# taz.de -- Beziehungsfilm aus Korea: Reden, rumstehen, rauchen
       
       > Nie weiß man, was im nächsten Moment geschieht: In „On the Beach at Night
       > Alone“ von Hong Sang-soo gerät die Welt aus den Fugen.
       
 (IMG) Bild: Allein am Strand
       
       Sie will das Leben leben, das ihr gemäß ist, ein Leben, wie sie es sich
       vorstellt. Das wünscht sich Younghee (Kim Min-hee) und sinkt in
       Gebetshaltung auf die Knie vor einer Brücke in einem Hamburger Park. Oder
       jedenfalls erklärt sie das so ihrer älteren Freundin, als die fragt, was
       Younghee mit dem Kniefall bezweckt hat. Sie sitzen da auf einer Bank im
       Park. Das Gespräch kreist um den Mann, den Younghee in Korea verließ, den
       Mann mit dem Kind, der ihr nun nachzureisen angekündigt hat. Es ist Winter.

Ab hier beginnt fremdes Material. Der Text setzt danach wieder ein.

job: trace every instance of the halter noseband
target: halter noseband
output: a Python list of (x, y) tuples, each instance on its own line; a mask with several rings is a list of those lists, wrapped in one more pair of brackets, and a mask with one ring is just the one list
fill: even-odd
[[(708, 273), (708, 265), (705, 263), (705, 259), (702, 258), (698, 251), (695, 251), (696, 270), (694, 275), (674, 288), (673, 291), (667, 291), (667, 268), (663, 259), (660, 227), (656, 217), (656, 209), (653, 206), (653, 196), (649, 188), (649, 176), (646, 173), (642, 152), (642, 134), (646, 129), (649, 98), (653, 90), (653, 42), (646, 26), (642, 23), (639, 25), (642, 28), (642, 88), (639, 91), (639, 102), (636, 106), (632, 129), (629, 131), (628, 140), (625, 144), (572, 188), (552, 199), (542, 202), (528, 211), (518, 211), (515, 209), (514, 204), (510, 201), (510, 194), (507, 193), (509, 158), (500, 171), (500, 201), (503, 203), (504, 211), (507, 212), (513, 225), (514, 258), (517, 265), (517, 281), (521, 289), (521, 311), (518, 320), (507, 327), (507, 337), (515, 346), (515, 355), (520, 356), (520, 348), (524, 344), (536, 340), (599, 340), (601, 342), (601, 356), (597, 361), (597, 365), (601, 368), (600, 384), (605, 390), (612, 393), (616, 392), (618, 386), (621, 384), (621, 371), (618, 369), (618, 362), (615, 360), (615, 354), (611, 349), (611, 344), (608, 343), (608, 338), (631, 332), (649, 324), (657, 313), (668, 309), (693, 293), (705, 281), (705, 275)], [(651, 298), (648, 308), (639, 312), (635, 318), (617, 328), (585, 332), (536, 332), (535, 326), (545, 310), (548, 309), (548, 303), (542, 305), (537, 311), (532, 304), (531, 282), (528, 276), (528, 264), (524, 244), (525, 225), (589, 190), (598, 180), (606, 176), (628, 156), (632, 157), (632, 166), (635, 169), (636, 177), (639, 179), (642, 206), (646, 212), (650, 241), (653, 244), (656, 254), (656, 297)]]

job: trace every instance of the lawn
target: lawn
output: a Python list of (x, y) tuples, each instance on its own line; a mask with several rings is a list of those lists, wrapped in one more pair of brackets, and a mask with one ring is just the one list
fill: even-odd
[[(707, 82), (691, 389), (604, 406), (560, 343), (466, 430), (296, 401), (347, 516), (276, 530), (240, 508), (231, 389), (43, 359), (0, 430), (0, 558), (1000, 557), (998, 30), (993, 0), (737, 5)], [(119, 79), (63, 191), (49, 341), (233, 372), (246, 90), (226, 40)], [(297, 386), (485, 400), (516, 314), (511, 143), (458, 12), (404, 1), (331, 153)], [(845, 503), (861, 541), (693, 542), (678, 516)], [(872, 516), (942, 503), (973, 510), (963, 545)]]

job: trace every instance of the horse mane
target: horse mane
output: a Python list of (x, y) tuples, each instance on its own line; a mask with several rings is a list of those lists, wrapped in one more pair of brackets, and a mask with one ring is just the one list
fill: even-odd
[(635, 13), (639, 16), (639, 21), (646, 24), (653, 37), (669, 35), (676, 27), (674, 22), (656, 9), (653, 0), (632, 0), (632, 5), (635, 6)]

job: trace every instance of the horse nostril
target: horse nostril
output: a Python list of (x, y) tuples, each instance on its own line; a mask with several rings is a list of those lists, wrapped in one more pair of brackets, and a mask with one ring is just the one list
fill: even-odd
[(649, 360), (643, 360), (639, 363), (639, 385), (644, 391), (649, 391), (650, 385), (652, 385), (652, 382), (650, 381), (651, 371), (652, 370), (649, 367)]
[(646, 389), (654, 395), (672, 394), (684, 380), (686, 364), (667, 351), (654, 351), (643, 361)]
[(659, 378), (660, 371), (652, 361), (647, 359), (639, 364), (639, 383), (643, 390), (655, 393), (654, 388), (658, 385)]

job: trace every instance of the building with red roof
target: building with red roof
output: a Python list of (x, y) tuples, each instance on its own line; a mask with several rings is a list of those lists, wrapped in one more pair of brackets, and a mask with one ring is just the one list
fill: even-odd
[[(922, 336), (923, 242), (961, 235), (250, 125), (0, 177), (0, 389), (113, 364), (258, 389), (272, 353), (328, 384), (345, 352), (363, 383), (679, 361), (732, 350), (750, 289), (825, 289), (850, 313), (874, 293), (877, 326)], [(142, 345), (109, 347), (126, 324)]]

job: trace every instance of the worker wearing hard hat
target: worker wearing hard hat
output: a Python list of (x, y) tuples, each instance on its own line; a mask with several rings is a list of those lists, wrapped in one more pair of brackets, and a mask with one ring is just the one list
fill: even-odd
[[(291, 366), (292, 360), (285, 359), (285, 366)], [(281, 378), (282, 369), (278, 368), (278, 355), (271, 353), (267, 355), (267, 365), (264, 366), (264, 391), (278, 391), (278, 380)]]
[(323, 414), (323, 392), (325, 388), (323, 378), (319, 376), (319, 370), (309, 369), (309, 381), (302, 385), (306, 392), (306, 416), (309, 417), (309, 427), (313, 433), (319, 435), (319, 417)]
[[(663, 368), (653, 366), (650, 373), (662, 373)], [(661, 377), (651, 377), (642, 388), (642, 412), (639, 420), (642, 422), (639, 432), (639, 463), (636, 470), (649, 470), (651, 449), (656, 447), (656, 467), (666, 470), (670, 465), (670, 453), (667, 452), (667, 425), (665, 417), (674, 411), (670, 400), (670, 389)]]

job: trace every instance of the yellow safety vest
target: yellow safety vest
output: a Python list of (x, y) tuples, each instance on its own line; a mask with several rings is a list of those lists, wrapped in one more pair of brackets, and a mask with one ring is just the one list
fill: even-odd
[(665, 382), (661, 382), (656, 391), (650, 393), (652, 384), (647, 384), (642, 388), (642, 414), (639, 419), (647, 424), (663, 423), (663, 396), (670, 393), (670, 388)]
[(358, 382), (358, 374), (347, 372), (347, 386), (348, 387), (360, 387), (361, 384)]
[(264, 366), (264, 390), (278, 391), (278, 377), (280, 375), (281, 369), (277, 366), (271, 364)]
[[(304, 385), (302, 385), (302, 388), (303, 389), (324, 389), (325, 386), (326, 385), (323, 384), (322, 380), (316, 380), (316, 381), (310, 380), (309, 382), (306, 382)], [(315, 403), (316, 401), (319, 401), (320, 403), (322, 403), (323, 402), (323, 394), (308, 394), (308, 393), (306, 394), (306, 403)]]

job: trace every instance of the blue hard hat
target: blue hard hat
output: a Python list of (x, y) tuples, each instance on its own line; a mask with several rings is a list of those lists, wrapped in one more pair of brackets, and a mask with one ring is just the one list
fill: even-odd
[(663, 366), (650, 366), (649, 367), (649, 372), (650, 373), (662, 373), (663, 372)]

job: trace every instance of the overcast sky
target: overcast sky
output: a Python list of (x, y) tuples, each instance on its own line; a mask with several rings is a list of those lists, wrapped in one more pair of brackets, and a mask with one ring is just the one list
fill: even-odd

       Sie liebt ihn noch, sagt sie, aber wenn das Zusammenleben zu hart ist, sagt
       sie auch, dann hat die Partnerschaft keinen Sinn.
       
       Dies geschieht im ersten, kürzeren von zwei Teilen, aus denen Hong
       Sang-soos „On the Beach at Night Alone“ besteht. Viel ist Younghee da in
       Hamburg im Park unterwegs. Ein krebskranker Buchhändler spielt sehr schön
       Klavier. Sie kocht und isst mit Freunden, dann gehen sie am Elbufer
       spazieren, damit endet Teil eins. Genauer gesagt endet er damit, dass ein
       unbekannter Mann sich Younghee über die Schulter gepackt hat und
       davonschleppt. Ganz genau gesagt sieht man das zunächst nicht. Die Freunde
       gehen nach rechts davon, die Kamera schwenkt nach links. Wo Younghee eben
       noch war, ist sie nicht mehr, nur das Ufer der Elbe. Die Kamera schwenkt
       weiter nach links, da wird Younghee verschleppt. Erklärt wird das nicht.
       
       Im zweiten Teil ist Younghee zurück in Korea, nicht in Seoul, wo sie lebt,
       sondern in Gangneung, der Großstadt im Osten am Meer. Sie geht ins Kino,
       man sieht nicht den Film, nur sie, nach dem Abspann, ganz allein im Saal.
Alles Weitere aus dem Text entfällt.